The spatial correlation between worker skills and industry skill-intensity is amongst the best documented features of US economic geography. However, the causal impact of human capital on the industrial skill composition of US regions remains largely unknown. This paper studies how immigration-induced shifts in historical human capital affect the contemporary industrial skill composition of US counties. Leveraging quasi-random origin-by-destination immigration patterns from 1850 to 2010, I isolate exogenous variation in skill-specific local working-age population at the county level for 1970-2010. I find that an increase in medium- and high-skill worker shares raises employment and establishment shares in high-skill industries and reduces them in low-skill industries. The nontradable sector captures the major portion of the positive impacts, while the tradable sector absorbs the main fraction of the negative effects. The empirical findings are consistent with a CES model, in which representative firms with differentiated products employ labor of a certain skill type more intensively.

We utilize a novel identification strategy to quantify the impacts of religiosity on US local labor markets. Exploiting the quasi-random variation in historical immigration from 1850 to 2010 and origin-specific religiosity, we isolate exogenous variation in the religious composition of US commuting zones for 1940-2010. We find that, relative to the religiously Unaffiliated share, an exogenous increase in Protestant, Orthodox Christian, and “Other” religious shares decreases employment and marriage shares, whereas Jewish share increases employment and college education shares along with mean income in commuting zones.
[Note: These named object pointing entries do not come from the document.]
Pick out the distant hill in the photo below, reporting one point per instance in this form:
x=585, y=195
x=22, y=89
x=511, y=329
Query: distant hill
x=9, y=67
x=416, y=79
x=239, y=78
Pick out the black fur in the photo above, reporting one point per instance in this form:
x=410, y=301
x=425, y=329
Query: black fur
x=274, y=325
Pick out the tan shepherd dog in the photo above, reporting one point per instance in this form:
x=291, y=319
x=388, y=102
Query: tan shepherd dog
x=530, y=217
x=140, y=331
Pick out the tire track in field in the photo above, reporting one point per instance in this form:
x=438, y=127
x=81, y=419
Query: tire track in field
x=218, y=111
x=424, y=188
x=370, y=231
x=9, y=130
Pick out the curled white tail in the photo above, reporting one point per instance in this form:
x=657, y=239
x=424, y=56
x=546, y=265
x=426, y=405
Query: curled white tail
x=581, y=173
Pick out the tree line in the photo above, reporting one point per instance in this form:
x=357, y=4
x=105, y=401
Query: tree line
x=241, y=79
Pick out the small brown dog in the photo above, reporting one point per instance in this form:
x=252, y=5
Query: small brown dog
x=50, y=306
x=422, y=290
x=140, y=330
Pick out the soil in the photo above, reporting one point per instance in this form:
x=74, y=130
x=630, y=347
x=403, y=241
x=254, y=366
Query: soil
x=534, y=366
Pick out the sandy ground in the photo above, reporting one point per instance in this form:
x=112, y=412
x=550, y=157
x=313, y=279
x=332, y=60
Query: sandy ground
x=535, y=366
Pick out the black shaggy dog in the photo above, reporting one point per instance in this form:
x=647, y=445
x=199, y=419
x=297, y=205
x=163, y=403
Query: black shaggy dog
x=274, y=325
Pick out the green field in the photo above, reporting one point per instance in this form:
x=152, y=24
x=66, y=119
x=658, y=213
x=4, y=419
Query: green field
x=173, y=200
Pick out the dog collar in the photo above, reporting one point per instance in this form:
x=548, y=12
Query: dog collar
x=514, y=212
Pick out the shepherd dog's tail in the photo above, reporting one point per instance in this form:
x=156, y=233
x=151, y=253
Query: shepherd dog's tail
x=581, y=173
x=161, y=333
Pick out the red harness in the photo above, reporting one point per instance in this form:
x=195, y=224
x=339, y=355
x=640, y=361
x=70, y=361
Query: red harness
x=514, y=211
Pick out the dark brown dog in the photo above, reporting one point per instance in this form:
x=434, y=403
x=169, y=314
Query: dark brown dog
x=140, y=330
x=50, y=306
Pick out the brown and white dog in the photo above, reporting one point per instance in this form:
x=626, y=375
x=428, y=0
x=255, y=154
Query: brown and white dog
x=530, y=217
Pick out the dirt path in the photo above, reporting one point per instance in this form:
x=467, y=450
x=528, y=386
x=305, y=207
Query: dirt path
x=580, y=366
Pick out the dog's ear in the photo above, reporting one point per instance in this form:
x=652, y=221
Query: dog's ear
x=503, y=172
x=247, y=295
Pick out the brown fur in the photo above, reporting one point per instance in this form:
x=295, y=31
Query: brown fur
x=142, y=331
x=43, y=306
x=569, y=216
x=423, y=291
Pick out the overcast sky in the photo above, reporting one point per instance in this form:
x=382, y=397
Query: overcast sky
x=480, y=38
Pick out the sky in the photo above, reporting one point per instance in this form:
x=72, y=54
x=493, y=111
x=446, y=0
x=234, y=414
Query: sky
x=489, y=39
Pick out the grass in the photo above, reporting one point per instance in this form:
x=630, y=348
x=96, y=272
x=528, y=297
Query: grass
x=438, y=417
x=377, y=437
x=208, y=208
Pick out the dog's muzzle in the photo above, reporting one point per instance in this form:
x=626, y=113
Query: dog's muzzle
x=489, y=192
The share of married women in the workforce falls with all religious shares except Jewish share. Our findings reveal substantial heterogeneity by gender. We demonstrate both the causal effect of religiosity and the heterogeneous impacts of different faiths.

Works in Progress

Undocumented immigration remains a central issue within US immigration policy debates, yet little is known about how legalization programs affect firm dynamics and labor market composition. In this paper, I study the impact of a particular legalization reform, Deferred Action for Childhood Arrivals (DACA), enacted in 2012, on establishment and employment outcomes. I exploit variation in pre-treatment exposure to the policy in sectors and commuting zones, using a triple-difference estimator. I find that DACA increases establishment entry by 2.4 percent in more exposed sectors and temporarily reduces exit rates, suggesting market expansion and entrepreneurship amongst formerly undocumented workers. The share of native workers rises by 2.1 percentage points, whereas that of ineligible undocumented workers declines by a similar magnitude, demonstrating labor substitution. Heterogeneity estimates across sectoral skill types reveal that these effects are concentrated in low- and medium-skill sectors. These results have important policy implications such that immigrant regularization can enhance firm dynamism and facilitate labor reallocation, without displacing native workers.